Jacek Sołek zaparkował swojego forda przy ul. Obrońców Pokoju w Jeleniej Górze. Wykupił bilet, ale przekroczył czas wystawiony na druczku. Kiedy wrócił do auta, spotkała go przykra niespodzianka.
- Gdy przyszedłem do auta była godzina 16.33, według zegarka przy Dworcu PKS w Jeleniej Górze i mam na to świadka – skarży się jeleniogórzanin. - Bardzo mnie zdziwiło, że otrzymałem mandat i do tego z godziną wystawienia 16.39. Jestem przekonany, że godzina wystawiona na mandacie była niezgodna z czasem faktycznym, tak samo jak na aparacie fotograficznym, którym zrobiono zdjęcia. Moim zdaniem to próba wyłudzenia ode mnie pieniędzy. Czuję się oszukany – dodaje kierowca.
Beata Kwiatkowska, kierownik jeleniogórskiej strefy płatnego parkowania tłumaczy, że codziennie rano osobiście sprawdza zgodność ustawionego czas z godziną podaną w radiu.

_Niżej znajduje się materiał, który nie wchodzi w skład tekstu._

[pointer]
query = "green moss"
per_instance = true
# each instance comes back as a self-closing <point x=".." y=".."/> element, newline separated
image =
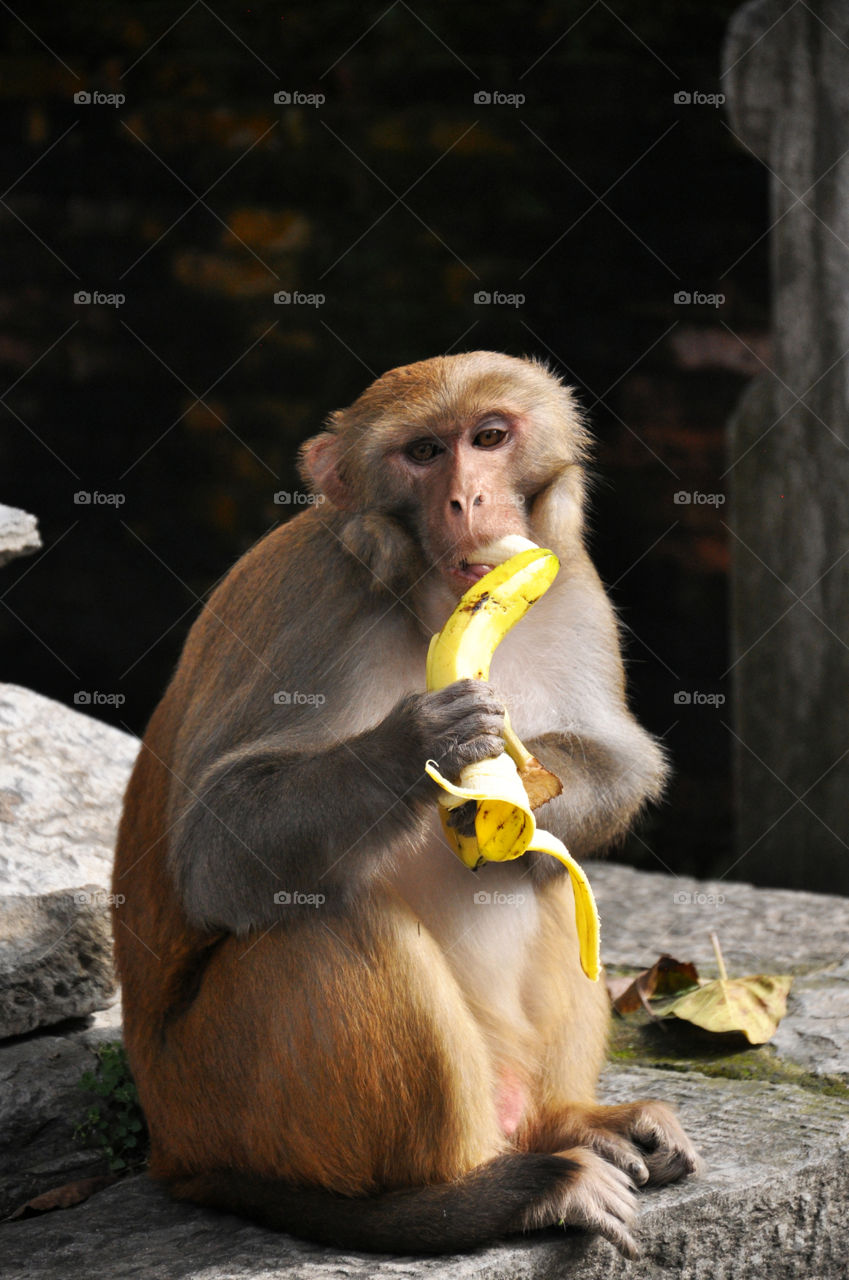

- Myślę, że czas podawany w radiu jest najbardziej wiarygodny i dlatego wszystkie urządzenia są regulowane według niego – mówi Beata Kwiatkowska. – Nasi pracownicy posługują się nowoczesnym sprzętem elektronicznym. Czas na urządzeniach oraz w aparatach fotograficznych jest dokładnie taki sam i nikt nikogo nie próbuje tu oszukać. Nie możemy jednak odpowiadać za czas na telefonach komórkowych, zegarkach czy też na przystankach i dworcach. My tych zegarów nie ustawiamy, dlatego mieszkańcy muszą porównać swoje ustawienia czasu z naszymi i stosować się do naszego czasu – dodaje kierownik strefy.
Jak pokazał przykład Jacka Sołka, w takich sytuacjach nie pomogą świadkowie i zażalenia. Skarga złożona przez jeleniogórzanina została rozpatrzona negatywnie.